The eLabOrate(D) control UI and visualization

Where the first project shadowed the activity of sound in the space by listening and responded immediately, eLabOrate(D) gives a human time scale of interaction to the machine voices. 0 – 32 machine voices can be spawned to start and each is listening and vocalizing individually, each also within their own breath cycle.

This breath cycle consists of an inhale and exhale, where the machine voice is sounding or silent, and alternates creating a new tone or matching another tone on exhale. As the system is participating in a typically human centred sonic practice, a human-like breath time scale was implemented to give a clear sense of the machine voices moving alongside and in reaction to human participants. This iteration of the work feels much more aligned with sounding and receiving a response from the machine vs the immediate modulation and resynthesis of all sound activity in the space.

Remote players connect through JackTrip to a central hub server hosted on the same machine running eLabOrate(D). Audio signals are analyses individually from each participant to ensure the system hears each voice and tone distinctly. The system keeps track of all used tones from both human and machine players and avoids reusing these for new tones within the machine voices.
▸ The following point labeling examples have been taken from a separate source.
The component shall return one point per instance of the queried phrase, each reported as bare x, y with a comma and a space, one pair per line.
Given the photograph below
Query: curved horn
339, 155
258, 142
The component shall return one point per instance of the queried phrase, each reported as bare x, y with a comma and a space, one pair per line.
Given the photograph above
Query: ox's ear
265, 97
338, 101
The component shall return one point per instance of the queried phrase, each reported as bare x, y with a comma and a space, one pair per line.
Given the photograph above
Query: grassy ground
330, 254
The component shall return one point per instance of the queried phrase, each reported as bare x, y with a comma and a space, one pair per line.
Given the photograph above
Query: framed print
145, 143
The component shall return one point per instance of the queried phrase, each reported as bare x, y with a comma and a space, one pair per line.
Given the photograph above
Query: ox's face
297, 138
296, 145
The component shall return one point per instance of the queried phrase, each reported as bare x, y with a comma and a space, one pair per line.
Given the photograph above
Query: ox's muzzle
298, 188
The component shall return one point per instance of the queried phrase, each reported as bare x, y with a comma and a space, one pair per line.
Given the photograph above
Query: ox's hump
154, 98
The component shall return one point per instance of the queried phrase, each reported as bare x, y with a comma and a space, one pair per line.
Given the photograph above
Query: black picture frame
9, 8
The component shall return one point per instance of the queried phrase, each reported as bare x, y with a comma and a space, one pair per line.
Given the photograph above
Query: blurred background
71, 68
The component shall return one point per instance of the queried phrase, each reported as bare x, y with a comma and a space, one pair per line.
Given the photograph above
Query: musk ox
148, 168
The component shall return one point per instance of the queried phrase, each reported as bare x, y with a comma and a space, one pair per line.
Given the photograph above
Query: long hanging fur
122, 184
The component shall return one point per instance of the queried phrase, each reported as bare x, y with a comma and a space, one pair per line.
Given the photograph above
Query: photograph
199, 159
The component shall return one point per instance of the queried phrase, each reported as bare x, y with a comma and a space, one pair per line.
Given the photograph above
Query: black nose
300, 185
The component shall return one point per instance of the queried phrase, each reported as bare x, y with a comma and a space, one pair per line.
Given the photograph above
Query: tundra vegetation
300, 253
There is a preset frequency offset in order to keep some distance between used tones and new attempted random values. Matching is done by mimicking the fundamental frequency of any active voice, from again either human or machine. Visualization of the system places individual human and machine players as spheres evenly distributed in a circle. New tones are visualized by a ring around a given voice’s sphere, while matching tones are shown with a line linking the vocalizing sphere and its target.